THE number of Dudley borough children in care fell slightly last year according to latest council statistics.

At the end of the last administrative year, on March 31 2024, there were 574 children in care. On the same date in 2023 there were 588 children in care.

Last year’s figures show 723 people under 17 passed though the care system during the administrative year and councillors were told 79.1 percent of cases were reviewed within statutory time limits against a target of 95 per cent.

Officers or social workers being unavailable was the main reason for delays, however, in four cases a lack of paperwork was the reason for reviews being late.

Committee chair, Cllr Qasim Mughal, said: “A lack of paperwork seems like quite a poor reason, surely the paperwork should be done.”

Cornelia Heaney, Dudley head of safeguarding, practice and quality assurance, said: “That is an avoidable reason, we have mechanisms and management oversight – that needs to be improving, I’d like to get close to zero.”

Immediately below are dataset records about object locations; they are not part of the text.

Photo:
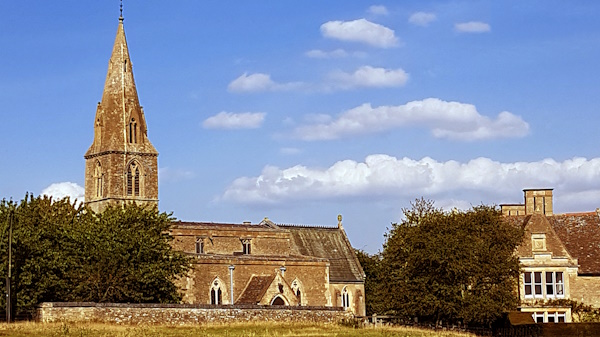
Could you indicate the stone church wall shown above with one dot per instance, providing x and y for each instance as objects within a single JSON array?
[
  {"x": 181, "y": 314},
  {"x": 312, "y": 277}
]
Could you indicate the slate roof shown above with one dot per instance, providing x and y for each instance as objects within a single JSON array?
[
  {"x": 330, "y": 243},
  {"x": 255, "y": 289},
  {"x": 580, "y": 233}
]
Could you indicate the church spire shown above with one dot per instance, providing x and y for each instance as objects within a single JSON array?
[{"x": 121, "y": 163}]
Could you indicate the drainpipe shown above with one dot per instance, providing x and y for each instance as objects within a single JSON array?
[{"x": 231, "y": 268}]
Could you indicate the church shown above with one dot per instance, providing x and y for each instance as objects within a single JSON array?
[{"x": 233, "y": 264}]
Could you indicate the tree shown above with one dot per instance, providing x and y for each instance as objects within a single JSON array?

Ms Heaney told councillors it was unlikely, for reasons that could not be helped, that all reviews could be completed on time but she was optimistic things were getting better.

She said: “Our target is close to 100 per cent but not 100 per cent, I think it will be better next year.

“There is a much-reduced turnover of social workers.”

The report also revealed of the children who left Dudley’s care, 29 per cent returned home, 12 per cent became adults and went into independent living while 18 per cent became adults but stayed in the care system.

Other reasons for leaving included special guardianship orders (12 per cent) and adoption (nine per cent) while two youngsters were sentenced to custody and one child died while in council care.

The number of unaccompanied asylum-seeking children in Dudley’s care on March 31 2024 was 14 - four less than the same date in 2023.